That Pruijt became the Dutch expert on squatting is not entirely accidental. “At the end of the 1970s, it was really normal for students to live in a squat. I did it too”, explains Pruijt in his office on the fifteenth floor of the Mandeville building. “When I went on holiday to New York in 1983, there were loads of homeless people sleeping outside the building in which I stayed. There were also so many buildings empty at that time. I wondered why that was: did they try to suppress squatting, or was it simply an unknown phenomenon there?”

“When I later started work as a sociologist, I wrote an article in which I compared the New York squatter movement – which actually did exist – with the one in the Netherlands. Such an international comparison had never previously been done. The article has been cited 56 times; it is my most-cited article. And I’m actually a specialist in labour and organisation.”

Publicity-shy

When the discussion regarding the squatting ban started in 2003, Pruijt was called by the ANP (national press agency). “I was shocked. Mostly, because a topic I was writing about could possibly be banned.”

As soon as Pruijt had recovered from the initial shock, he discovered that he had become the Netherlands’ squatting specialist. All journalists called him if they wanted to know about squatting. “It led to appearances on the radio, participation in the TV programme Uitgesproken VARA and all kinds of articles in newspapers, including even The Guardian. “And I’m actually really publicity-shy. I have never had any media training and I come across badly. Even though I found it important, it really wasn’t something I wanted.
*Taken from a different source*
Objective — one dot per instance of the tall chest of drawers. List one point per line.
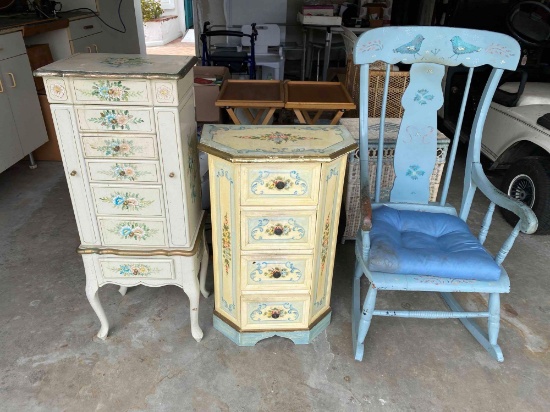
(275, 195)
(127, 134)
The funny thing was that when the inspection committee came to measure our department’s media impact, I was the only one who had achieved any attention from foreign media with a sociological topic.”

Artists and Roma

Pruijt visits congresses from the Squatting Europe Kollective (SQEK) every year, a European network of researchers studying squatting. “These are held in a different squat every year. We’ve been to Barcelona, Rome, Madrid, Copenhagen, Amsterdam and Rotterdam. We’re also always taken on tours of special squats in the city. That’s usually the high point.”
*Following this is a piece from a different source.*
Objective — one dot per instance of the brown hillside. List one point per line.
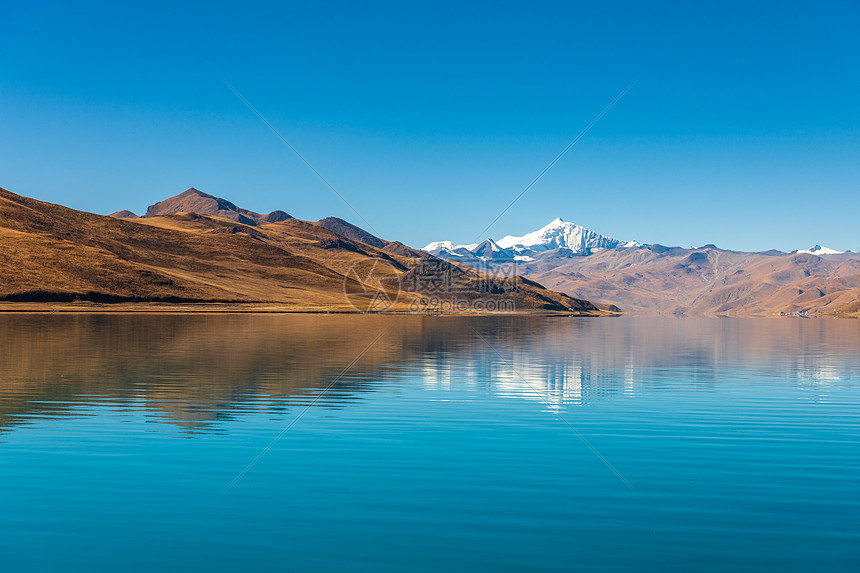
(52, 253)
(707, 281)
The Metropoliz in Rome made a lasting impression. “It’s a former salami factory where artists live. There’s also a really trendy café there. When another part of the factory was demolished, the Roma families living there had to move in with the artists. This proved a fantastic arrangement: the Roma women cook in the café, the men have a metal sorting area. And the artists and the Roma, they all get on really well.”

Squatting will never end

Squatting in the Netherlands appears to have reached its peak in the 1980s, but it will never end, said Pruijt. “There will always be empty buildings and a housing shortage. So there will always be squatting. It still happens a lot in countries such as Spain and Italy. And for a researcher, there is always an interesting story behind it.”